8. Y a-t-il une dévotion populaire ? Qu'est-ce que les gens demandent à Guadalupe Ortiz de Landázuri ?
La dévotion privée à Guadalupe se répand de plus en plus. Beaucoup de gens écrivent à la postulation pour faire part des grâces que Dieu leur a accordées, après avoir invoqué Guadalupe. Au cours des 10 dernières années, nous avons reçu des récits de faveurs de l'Espagne, du Mexique, de la Belgique, de l'Italie, du Portugal, de la Lituanie, du Kenya, de l'Inde, du Venezuela, de l'Équateur, du Guatemala, de Porto Rico, des États-Unis et du Canada. Un autre signe clair de sa renommée de sainteté est qu'à Zamora - dans l'état de Michoacán, au Mexique – on a ouvert une école primaire sous le nom de "Colegio Guadalupe Ortiz de Landázuri". Cette initiative a été promue par des personnes qui, ayant lu sa biographie, ont été touchées par sa sainteté, son professionnalisme et son dévouement à l'enseignement et à la formation des jeunes.

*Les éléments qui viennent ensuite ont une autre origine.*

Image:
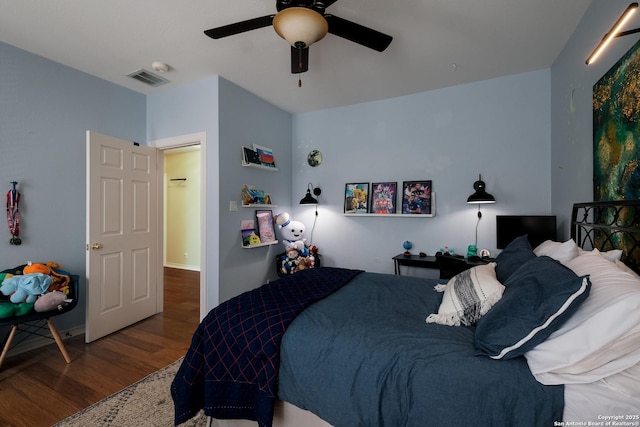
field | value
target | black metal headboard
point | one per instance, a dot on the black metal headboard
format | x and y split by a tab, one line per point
609	225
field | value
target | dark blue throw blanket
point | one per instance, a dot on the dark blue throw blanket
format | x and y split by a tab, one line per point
231	368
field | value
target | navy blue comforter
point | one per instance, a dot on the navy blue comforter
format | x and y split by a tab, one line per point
364	356
231	367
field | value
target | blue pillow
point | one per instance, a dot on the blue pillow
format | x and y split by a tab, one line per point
537	299
513	256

Les personnes qui ont eu recours à l'intercession de Guadalupe ont reçu de nombreuses grâces : des guérisons, des faveurs liées à la grossesse et à l'accouchement, l’obtention d'un emploi, la conciliation du travail et de la famille, la résolution de problèmes économiques, la réconciliation familiale, le rapprochement de Dieu des amis et des collègues de travail, etc.